The vLEI could help cut complexity and cost in identity and access management by unambiguously verifying the identity not only of an organization, but also of the individuals within it.

Digital identity company Esatus has built a digital wallet that can be used to store the vLEI, akin to a payment card wallet on a mobile phone. André Kudra, chief information officer of Esatus, believes that the implications in the world of identity and access management could be transformative. “We saw that decentralized identity had great potential to get large-scale enterprises off these bespoke, heavyweight, high-fee installations that they have for managing identities,” Kudra says.

In addition to an organization’s vLEI, individuals in official roles—such as C-suite executives—can obtain identifiers confirming their position in the organization.

“When we looked into official roles, it became very clear that this is something that nobody has ever addressed. There is no gold standard,” says Stephan Wolf, CEO of Gleif. Gleif approached the International Organization for Standardization (ISO) to create a standard for official company roles. Each role was assigned a number, and what qualifies for an official role is precisely defined.

Finance is just a galaxy in the whole universe of use cases
Stephan Wolf, Gleif

With the standard now established, it is possible for an organization to use a vLEI to verify that the role assigned to an individual really exists, that the individual holds that role, and that the individual works at a given company.

“On paper, this wouldn’t even come up as an issue. This has all been going on for hundreds of years in notary documents and others. But on the digital side, that’s not the case,” says Wolf.

In addition to official roles, corporates can also use the vLEI to issue internal role credentials to individuals who are authorized to perform certain actions, access given systems, or even open designated doors. The vLEI acts as a tree of credentials that can be traced back to the organization’s LEI, which sits at the root. This means that it may one day be a viable alternative to the cumbersome access management systems used by financial institutions.

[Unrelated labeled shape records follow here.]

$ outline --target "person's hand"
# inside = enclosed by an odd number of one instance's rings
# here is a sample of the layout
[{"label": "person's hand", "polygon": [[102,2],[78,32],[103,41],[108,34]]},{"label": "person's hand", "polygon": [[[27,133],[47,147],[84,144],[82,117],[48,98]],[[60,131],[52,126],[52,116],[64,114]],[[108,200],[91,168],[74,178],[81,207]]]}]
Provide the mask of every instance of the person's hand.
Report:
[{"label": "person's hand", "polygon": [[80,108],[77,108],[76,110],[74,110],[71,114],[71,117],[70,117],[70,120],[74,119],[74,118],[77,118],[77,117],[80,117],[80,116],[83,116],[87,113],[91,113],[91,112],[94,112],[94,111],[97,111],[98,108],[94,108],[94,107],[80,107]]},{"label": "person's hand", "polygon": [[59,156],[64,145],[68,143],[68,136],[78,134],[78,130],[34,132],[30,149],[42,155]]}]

To maintain data privacy, the vLEI is built on a “network of networks” underpinned by the Key Event Receipt Infrastructure (Keri) protocol. This decentralized model gives the identity holder control of their own personal data, as well as to whom that data is revealed. Unlike traditional identity management systems, decision power is not concentrated in the hands of the identity provider (IDP), mitigating the risk of getting locked out of a system if the connection to the IDP fails.

Managing expectations

For all its lofty ambitions and promise, the project, much like the original LEI, has not advanced as rapidly as its main proponents expected.

“Me and my company are now eight years into this whole topic. We had really hoped it would pick up earlier because we thought these advantages were obvious,” says Esatus’ Kudra. “But we are very happy that it has now gained regulatory attention around the world. I think everyone is now seeing the benefits which it can bring,” he adds.

Now that vLEIs are being issued, the main challenges are spreading the word and driving uptake.

eIDAS, the regulation governing electronic identification for EU citizens, is currently being updated to include a framework that will enable an ecosystem of wallets to store digital identifiers, potentially offering a boost for the vLEI project.

In the meantime, Provenant and Gleif have been trying to demonstrate the value of the vLEI to users. They built an email plugin for clients to sign attachments, allowing the recipient to ascertain that the attachment came from the apparent sender.

One day, the creators say, the vLEI could be used to verify everything from gym membership to car access. “Finance is a big application for it. But finance is just a galaxy in the whole universe of use cases,” says Wolf.